# new to the blue water (need help)



## feelin' wright (Oct 7, 2007)

I will be heading out tomorrow trolling around the elbow for the first time. I was hoping for some advice on how this is done Lures rigging etc. We are probably only going to do a 3 rod spread since I do not have outriggers or downriggers. 

I am not new to fishing but I am definetly new to trolling bluewater. 

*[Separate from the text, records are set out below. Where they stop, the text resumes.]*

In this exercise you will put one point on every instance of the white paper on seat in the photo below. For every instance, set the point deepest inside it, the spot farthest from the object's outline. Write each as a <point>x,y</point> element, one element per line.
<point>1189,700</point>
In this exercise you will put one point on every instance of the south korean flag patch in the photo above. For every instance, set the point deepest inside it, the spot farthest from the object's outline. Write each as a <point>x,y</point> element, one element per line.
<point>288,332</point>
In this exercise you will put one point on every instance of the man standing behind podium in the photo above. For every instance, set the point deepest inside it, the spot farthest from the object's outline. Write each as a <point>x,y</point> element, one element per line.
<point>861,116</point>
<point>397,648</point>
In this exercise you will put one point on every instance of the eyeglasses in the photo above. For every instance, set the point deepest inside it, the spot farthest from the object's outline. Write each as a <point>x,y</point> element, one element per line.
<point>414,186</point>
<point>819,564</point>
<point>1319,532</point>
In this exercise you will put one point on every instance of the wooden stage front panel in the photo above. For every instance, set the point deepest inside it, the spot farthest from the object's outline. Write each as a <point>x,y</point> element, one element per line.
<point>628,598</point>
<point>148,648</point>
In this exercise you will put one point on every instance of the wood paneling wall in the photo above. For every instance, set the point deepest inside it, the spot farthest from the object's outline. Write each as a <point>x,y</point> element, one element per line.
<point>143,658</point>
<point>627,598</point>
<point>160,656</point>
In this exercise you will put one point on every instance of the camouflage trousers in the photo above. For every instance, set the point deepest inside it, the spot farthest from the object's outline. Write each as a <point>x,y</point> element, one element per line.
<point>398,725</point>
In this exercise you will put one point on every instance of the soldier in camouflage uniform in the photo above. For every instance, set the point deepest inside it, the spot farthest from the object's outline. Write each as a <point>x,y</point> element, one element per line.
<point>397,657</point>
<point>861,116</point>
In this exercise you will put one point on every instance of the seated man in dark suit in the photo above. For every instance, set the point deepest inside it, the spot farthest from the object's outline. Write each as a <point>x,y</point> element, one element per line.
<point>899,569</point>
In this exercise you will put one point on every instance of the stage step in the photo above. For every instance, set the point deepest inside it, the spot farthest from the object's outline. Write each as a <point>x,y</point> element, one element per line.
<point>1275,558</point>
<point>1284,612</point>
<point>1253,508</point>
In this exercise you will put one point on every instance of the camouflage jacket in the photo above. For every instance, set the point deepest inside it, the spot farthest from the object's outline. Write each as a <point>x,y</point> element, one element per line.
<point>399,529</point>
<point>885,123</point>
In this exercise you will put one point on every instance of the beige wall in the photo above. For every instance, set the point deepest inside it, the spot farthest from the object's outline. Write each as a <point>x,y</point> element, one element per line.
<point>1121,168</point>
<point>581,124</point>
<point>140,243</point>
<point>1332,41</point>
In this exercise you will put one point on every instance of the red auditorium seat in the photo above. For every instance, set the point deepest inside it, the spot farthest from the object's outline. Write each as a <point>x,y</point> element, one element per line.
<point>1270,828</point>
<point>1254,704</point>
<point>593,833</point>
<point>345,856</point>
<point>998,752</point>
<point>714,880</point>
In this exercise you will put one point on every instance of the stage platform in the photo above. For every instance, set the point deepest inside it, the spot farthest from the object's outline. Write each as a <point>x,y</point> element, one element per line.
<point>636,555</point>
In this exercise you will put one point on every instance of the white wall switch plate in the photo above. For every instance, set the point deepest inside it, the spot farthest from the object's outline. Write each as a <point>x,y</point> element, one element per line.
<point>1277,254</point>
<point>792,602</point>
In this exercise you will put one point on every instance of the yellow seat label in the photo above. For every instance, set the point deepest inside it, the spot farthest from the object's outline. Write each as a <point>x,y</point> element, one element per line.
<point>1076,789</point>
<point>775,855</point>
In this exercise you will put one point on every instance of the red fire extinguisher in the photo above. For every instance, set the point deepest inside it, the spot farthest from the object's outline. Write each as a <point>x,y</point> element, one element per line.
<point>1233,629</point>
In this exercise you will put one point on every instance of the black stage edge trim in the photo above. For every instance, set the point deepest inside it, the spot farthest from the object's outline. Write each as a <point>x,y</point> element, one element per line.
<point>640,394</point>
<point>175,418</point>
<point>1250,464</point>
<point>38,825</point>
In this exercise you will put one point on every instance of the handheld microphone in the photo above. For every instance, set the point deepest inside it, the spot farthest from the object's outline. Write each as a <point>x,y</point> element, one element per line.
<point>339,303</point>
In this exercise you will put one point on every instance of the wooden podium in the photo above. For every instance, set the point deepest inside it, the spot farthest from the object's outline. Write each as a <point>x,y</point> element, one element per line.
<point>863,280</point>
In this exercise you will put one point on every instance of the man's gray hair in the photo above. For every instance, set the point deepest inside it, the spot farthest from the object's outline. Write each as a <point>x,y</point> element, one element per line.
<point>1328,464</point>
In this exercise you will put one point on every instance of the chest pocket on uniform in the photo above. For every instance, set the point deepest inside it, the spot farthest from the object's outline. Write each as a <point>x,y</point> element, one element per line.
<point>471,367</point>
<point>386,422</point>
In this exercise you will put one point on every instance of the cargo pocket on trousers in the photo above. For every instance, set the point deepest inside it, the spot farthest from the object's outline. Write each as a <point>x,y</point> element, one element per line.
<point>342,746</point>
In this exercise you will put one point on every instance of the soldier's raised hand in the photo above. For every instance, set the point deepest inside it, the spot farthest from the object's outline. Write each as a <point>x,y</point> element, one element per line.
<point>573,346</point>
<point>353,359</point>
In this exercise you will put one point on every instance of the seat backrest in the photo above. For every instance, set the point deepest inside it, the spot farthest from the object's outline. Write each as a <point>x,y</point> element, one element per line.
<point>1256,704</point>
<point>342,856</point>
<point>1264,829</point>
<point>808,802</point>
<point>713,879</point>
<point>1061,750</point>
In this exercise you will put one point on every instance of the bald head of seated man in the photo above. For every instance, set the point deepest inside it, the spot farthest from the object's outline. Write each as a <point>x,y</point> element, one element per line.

Figure if we do not do good on trolling then we will also try to deep drop as well. 

Thanks


----------



## Jagsare1 (Sep 23, 2011)

See what I wrote here but going to be tough to get ready with less than a day to prepare and learn what you want to know:

http://www.pensacolafishingforum.com/f33/first-time-troll-billfish-99066/


----------



## Chris V (Oct 18, 2007)

You should be able to browse the blue water Q&A section and find more than enough advice on this. I would say you should be able to pull an easy 4 line spread just from your gunwale rod holders. Put the 2 from the forward holders out around 125-150ft or so on the surface with a couple of skirted ballyhoo (dusters, Ilanders, etc.) and the 2 closer ones within about 40-60ft of the boat with a wahoo type plug like a yo-zuri bonito and the opposite rod with either another plug in a different color or a larger skirted bait like a Iland express with a horse ballyhoo. For the last 3 seasons out around the nipple and elbow, that express/horse ballyhoo has accounted for at least half of the wahoo we've caught along with some big dolphin and billfish.


----------



## markw4321 (Oct 4, 2007)

What's the wave height forecast looking like for Saturday? I am always hesitant to count on fishing any sort of distance from the pass with an east wind at 10kts or better.


----------



## Chris V (Oct 18, 2007)

Its forecasting 2-3ft which will be pretty accurate if the wind speed prediction holds.


----------



## markw4321 (Oct 4, 2007)

2-3' with close intervals with an east wind correct?


----------



## Chris V (Oct 18, 2007)

Should be about right. Bumpy, but do-able.


----------



## markw4321 (Oct 4, 2007)

Wind and wave Forecast from NOAA at 4pm improved quite a bit.


----------



## Dragonfire21281 (Apr 7, 2011)

pm sent


----------



## jim t (Sep 30, 2007)

Hot Pink Stretch 30 is the go to lure for Wahoo out of Venice. 

Jim


----------